Qui contrôle la situation au lit ? Si le monde change et les femmes des générations X et Y sont plus entreprenantes que les femmes des générations précédentes, on ne change pas si facilement notre vocabulaire, notre culture et nos habitudes, lesquels continuent de véhiculer deux messages obsolètes : le premier est que l'acte de "faire l'amour" se résume à la pénétration (on continue, au 21e siècle, d'exclure le reste sous le nom de "préliminaires") et le second, qui nous intéresse plus particulièrement ici, est que si l'un est "pénétrant" et l'autre est "pénétré", c'est que le pénétrant est le seul à être actif, et a donc la pleine responsabilité de faire jouir la femme, à lui "donner" un orgasme. La responsabilité est lourde à porter pour l'homme (et souvent assez inhibante) et l'idée est incroyablement fausse, puisqu'on sait aujourd'hui que la femme doit aller chercher son orgasme. Le fait-elle pour autant ? Pas toujours. La preuve par la masturbation ...
Mais avant cela revenons un instant sur le versant biologique des organes sexuels. Les études répètent inlassablement que les femmes ne seraient que 30% à connaître les orgasmes vaginaux, continuant de dégrader l'orgasme clitoridien selon le principe que si l'homme a des orgasmes grâce à son pénis, la femme doit jouir par le lieu qui accueille le plus souvent celui-ci : le vagin. C'est pourtant une erreur biologique, puisqu'on sait qu'à la 12e semaine d'existence, se dessine sur le foetus la fente uro-génitale, qui deviendra soit un pénis, soit un clitoris (soit le tubercule génital se mue en clitoris, la fente de l'appendice se creusant pour laisser apparaître les lèvres, soit c'est le pénis qui se forme à partir du tubercule et plus tard les testicules apparaissent). Les deux organes sont semblables, mais le clitoris est en grande partie interne pour une raison biologique très simple : il n'a pas besoin d'être externe, puisqu'il n'a pas à transporter de semence, d'ADN vers un autre corps. La similitude des deux organes devrait impliquer une logique à ce que l'orgasme clitoridien soit prépondérant chez les femmes. Un jour, peut-être, mais là n'est pas l'essentiel de mon propos.
Une démonstration autour de la masturbation vaginale me semble particulèrement parlante, parce qu'elle exclut le pénis : que font les femmes qui se masturbent avec un vibromasseur ? Des efforts ! Car ce n'est pas l'objet vibrant seul qui porte la femme vers l'extase (à peu d'exceptions près : un modèle de vibromasseur clitoridien est tellement puissant, qu'il est possible de le poser sur le clitoris est d'avoir moins de trois minutes plus tard un orgasme généralement très puissant). Les grandes adeptes de la masturbation commencent par se caresser le corps et imaginer un fantasme qui les porte, d'autres se mettront face à un miroir, forme de réplique de la masturbation masculine où l'individu est excité à la vue de ses parties génitales. Puis, elles vont essayer de stimuler leurs zones érogènes préférées (seins, clitoris, point G, anus, etc.). Lorsque la femme souhaite une pénétration vaginale, elle bascule légèrement le bassin et fait des mouvements de bascule ou circulaires, comme elle peut faire avec un partenaire, mais à son rythme, avec une tendance naturelle à contracter son vagin autour du vibromasseur pour mieux profiter des effets de la vibration. Cette contraction est essentielle (et peut tout changer pour les 2 partenaires).

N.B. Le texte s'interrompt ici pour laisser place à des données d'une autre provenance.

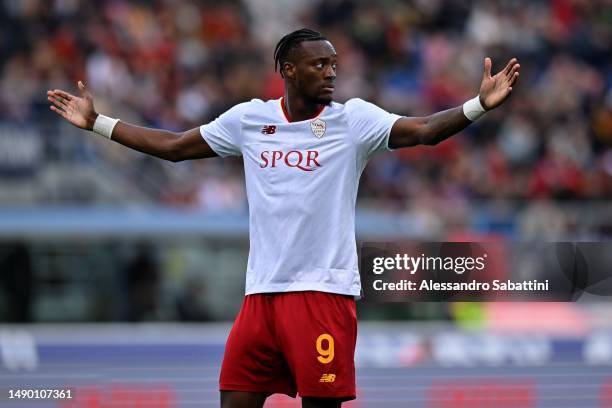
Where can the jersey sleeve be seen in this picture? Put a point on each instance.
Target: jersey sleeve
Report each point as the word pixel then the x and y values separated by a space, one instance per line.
pixel 224 134
pixel 370 125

Pour Elisa Brune*, "c'est le vagin qui sait ce qui est bon. Il y a donc tout bénéfice à prendre l'initiative et à chercher la bonne position, le bon mouvement, le bon rythme." Pour elle, il ne faudrait laisser le partenaire prendre l'initiative avant de maîtriser totalement son plaisir, voire même recourir à des exercices du périnée, pour renforcer le muscle pubbo-coccygien, et en retour intensifier les orgasmes.
Chaque semaine, des nouvelles techniques ou des nouvelles positions circulent pour améliorer la sexualité des femmes, comme si le miracle continuait de venir de l'extérieur, de la force pénétrante, mais il n'y a qu'une seule façon de bien jouir : bien se connaître et agir sans réserve.